Former U.S. Defense Secretary Robert Gates, the Boy Scouts' president, said, "For far too long this issue has divided and distracted us. Now it is time to unite behind our shared belief in the extraordinary power of Scouting to be a force for good."
Two months ago, Gates told the Boy Scouts' national meeting that the ban on participation by openly gay adults was no longer sustainable. He said the group would most likely be sued over the issue and lose a court fight.
He cited an announcement by the BSA's New York City chapter in early April that it had hired Pascal Tessier, the nation's first openly gay Eagle Scout, as a summer camp leader. Gates also cited broader gay-rights developments and warned that rigidly maintaining the ban "will be the end of us as a national movement.''
Loss of donations
The BSA's right to exclude gays was upheld by the U.S. Supreme Court in 2000. But since then, the policy has prompted numerous major corporations to suspend charitable donations to the Scouts and strained relations with some municipalities. More recently, the BSA faced a civil rights investigation in New York and lawsuits in other states over the ban.
Kenneth Upton, a lawyer for the LGBT-rights group Lambda Legal, questioned whether the BSA's new policy to let church-sponsored units continue to exclude gay adults would be sustainable.

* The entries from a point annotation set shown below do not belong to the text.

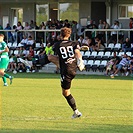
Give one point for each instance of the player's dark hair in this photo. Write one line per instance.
(65, 32)
(2, 35)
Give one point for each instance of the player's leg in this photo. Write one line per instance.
(3, 78)
(70, 99)
(3, 65)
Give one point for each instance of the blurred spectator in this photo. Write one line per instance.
(122, 65)
(9, 34)
(27, 27)
(99, 45)
(126, 46)
(111, 64)
(12, 63)
(19, 33)
(131, 27)
(114, 33)
(30, 42)
(24, 40)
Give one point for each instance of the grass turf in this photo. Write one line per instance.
(34, 104)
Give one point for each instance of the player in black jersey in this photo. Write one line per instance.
(69, 58)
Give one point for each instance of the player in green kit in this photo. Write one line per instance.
(4, 60)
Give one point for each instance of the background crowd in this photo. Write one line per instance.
(93, 41)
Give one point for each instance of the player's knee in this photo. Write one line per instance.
(65, 92)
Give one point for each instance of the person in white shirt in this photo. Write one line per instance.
(24, 40)
(30, 42)
(123, 63)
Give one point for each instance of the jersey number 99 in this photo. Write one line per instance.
(66, 52)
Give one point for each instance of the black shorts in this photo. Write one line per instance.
(66, 80)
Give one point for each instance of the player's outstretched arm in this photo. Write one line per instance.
(80, 62)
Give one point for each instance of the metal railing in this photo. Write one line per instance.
(33, 31)
(106, 32)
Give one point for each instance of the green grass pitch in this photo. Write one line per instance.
(34, 104)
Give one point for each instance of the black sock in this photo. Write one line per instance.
(71, 102)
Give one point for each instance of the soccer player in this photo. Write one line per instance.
(69, 58)
(4, 60)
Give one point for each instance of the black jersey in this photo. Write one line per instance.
(66, 52)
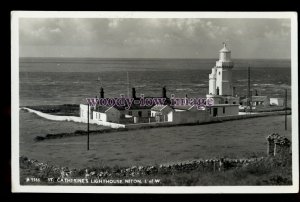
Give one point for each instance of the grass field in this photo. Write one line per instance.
(235, 139)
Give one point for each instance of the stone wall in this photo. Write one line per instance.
(278, 145)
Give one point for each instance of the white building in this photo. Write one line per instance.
(220, 79)
(277, 101)
(188, 114)
(160, 112)
(221, 89)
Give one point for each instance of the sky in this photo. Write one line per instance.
(154, 37)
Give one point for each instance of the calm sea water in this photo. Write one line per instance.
(60, 81)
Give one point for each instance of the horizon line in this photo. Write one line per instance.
(27, 57)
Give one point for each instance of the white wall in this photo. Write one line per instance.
(188, 116)
(230, 110)
(277, 101)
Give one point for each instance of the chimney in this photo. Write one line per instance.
(101, 93)
(164, 92)
(233, 91)
(133, 93)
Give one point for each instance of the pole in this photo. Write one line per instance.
(88, 128)
(128, 85)
(285, 106)
(249, 96)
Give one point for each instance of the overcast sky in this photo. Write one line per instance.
(154, 38)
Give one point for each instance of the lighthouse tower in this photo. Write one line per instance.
(220, 79)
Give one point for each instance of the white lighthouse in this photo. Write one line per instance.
(220, 79)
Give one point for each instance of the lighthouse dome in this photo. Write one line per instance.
(225, 49)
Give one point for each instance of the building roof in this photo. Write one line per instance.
(101, 109)
(259, 98)
(184, 107)
(222, 105)
(158, 107)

"There will be a period of time where they'll have some legal protection,'' Upton said. "But that doesn't mean the lawsuits won't keep coming. ... They will become increasingly marginalized from the direction society is going.''
Like several other major youth organizations, the Boy Scouts have experienced a membership decline in recent decades. Current membership, according to the BSA, is about 2.4 million boys and about 1 million adults.
After the 2013 decision to admit gay youths, some conservatives split from the BSA to form a new group, Trail Life USA, which has created its own ranks, badges and uniforms. The group claims a membership of more than 25,000 youths and adults.
Some information for this report came from AP.